Due note positive di questa stagione, due luci nel buio di quasi tutte quelle partite che hanno lasciato l’amaro in bocca.

Bernardeschi e Chiesa, dal vivaio alla prima squadra, sempre con un ruolo da trascinatori, sono stati tra i protagonisti della stagione 2016-2017. In parte per la grinta che entrambi mettono quasi sempre in campo, in parte per le loro ottime prestazioni, Bernardeschi e Chiesa possono definirsi tra le più belle realtà provenienti dal settore giovanile italiano.

Giocatori, insomma, che vanno ad aggiungersi al gruppo degli altri “giovani d’oro” italiani come, ad esempio, quelli che attualmente giocano nell’Atalanta, ma anche come Benassi, o Donnarumma, o Berardi.

Belle realtà che tornano ad affacciarsi nel calcio nostrano, dopo che per anni le squadre avevano rivolto il loro sguardo all’estero. Belle realtà che la Serie A dovrebbe continuare a coltivare, soprattutto quelle società che non hanno grandi possibilità economiche, tra cui la Fiorentina.

Una rosa composta da dieci Bernardeschi e Chiesa. L’Atalanta insegna che una possibilità di questo tipo può portare solo cose positive.

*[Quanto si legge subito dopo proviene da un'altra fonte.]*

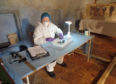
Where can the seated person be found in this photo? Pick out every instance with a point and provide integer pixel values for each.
(45, 32)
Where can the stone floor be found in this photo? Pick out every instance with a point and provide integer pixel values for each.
(79, 71)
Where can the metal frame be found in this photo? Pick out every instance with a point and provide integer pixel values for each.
(16, 18)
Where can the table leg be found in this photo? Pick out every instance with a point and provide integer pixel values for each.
(89, 50)
(27, 78)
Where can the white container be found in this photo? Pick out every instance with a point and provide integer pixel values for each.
(87, 32)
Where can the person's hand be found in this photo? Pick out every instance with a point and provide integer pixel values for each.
(61, 36)
(49, 39)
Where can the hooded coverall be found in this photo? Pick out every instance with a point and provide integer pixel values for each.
(41, 33)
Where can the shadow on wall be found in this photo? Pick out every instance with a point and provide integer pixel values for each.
(27, 27)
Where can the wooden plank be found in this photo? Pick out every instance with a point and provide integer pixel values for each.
(107, 72)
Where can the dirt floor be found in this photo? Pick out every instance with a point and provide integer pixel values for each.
(79, 71)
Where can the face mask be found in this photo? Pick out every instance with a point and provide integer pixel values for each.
(46, 23)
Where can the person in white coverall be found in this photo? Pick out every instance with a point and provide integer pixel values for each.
(45, 32)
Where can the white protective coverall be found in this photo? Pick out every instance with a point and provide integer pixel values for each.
(41, 33)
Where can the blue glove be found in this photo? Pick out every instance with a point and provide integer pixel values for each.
(61, 36)
(49, 39)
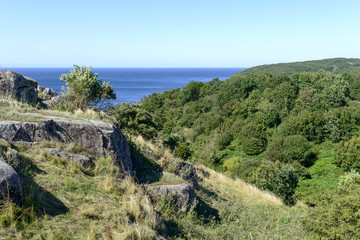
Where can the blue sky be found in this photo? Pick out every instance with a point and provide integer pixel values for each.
(174, 33)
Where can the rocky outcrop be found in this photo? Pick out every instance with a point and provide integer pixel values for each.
(46, 93)
(98, 137)
(181, 195)
(18, 87)
(10, 188)
(13, 158)
(82, 160)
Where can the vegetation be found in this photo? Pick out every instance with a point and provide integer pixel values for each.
(295, 135)
(85, 89)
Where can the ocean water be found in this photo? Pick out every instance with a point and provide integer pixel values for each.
(132, 84)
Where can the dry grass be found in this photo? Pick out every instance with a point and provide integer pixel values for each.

Allora perché spendere 5 milioni per Milenkovic, calciatore classe ’97 dal sicuro talento, ma che comunque non ha collezionato presenze in campionati o competizioni di primo livello. Perché non investire 5 milioni per il settore giovanile?

Intanto il Betis si gode la fantastica stagione di Piccini, altro prodotto del vivaio viola che, purtroppo, è stato lasciato andare. E forse adesso un terzino destro come lui servirebbe alla Fiorentina.